48. A method of screening for an agent for treating or inhibiting ovarian cancer in a subject, comprising exposing a tumor cell to a therapeutically effective amount of a pharmaceutical compound that restores wild-type expression of at least one BRCA1-like or BRCA2-like marker listed in Table 1.

49. The method of claim 48 wherein the agent corrects under-expression or over-expression of a marker listed in Table 1.

50. A method of monitoring a response to therapy for an ovarian tumor, comprising monitoring expression of the markers in the subject following administration of the therapy.

51. A method of diagnosing or prognosing development or progression of ovarian cancer in a subject comprising detecting differential expression of a gene that maps to Chromosome Xp11.2.
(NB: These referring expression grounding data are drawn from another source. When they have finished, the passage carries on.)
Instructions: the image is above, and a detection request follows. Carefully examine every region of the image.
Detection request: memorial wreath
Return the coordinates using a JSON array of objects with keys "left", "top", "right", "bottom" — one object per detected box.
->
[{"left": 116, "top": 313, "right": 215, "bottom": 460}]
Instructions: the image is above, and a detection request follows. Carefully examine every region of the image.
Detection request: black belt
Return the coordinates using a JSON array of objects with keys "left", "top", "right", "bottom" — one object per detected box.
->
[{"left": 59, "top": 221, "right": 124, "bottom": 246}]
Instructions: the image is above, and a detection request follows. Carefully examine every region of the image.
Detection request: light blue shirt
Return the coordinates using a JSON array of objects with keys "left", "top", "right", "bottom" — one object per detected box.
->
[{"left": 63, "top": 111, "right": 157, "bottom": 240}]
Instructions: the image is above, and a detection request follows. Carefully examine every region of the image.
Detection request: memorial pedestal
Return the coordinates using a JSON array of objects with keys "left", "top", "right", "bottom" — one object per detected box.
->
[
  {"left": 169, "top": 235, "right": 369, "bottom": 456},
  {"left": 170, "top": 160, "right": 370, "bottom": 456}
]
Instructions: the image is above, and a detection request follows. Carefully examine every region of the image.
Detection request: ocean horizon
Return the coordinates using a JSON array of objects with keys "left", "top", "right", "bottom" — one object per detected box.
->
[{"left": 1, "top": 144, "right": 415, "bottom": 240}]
52. A kit for classifying one or more ovarian tumors as sporadic, BRCA1-like or BRCA2-like tumors, comprising components for measuring expression levels of markers in the one or more ovarian tumor samples and for comparing the expression levels of the markers to the markers in Table 10.

53. The kit of claim 52, wherein the expression levels of a plurality of markers from each tumor are measured.

54. The kit of claim 52, comprising an array carrying a plurality of markers.

55. The kit of claim 52, comprising a binding molecule that selectively binds to a marker in the one or more tumor samples, and wherein the marker is listed in Table 10.

56. The kit of claim 52, wherein the expression levels measured are of a non-BRCA-like, BRCA1-like or BRCA2-like tumor protein, and the binding molecule is an antibody or antibody fragment that selectively binds the tumor protein.

57. The kit of claim 52, wherein the expression levels measured are of a BRCA-like, BRCA1-like or BRCA2-like nucleic acid marker, and the binding molecule is an oligonucleotide capable of hybridizing to the nucleic acid molecule marker.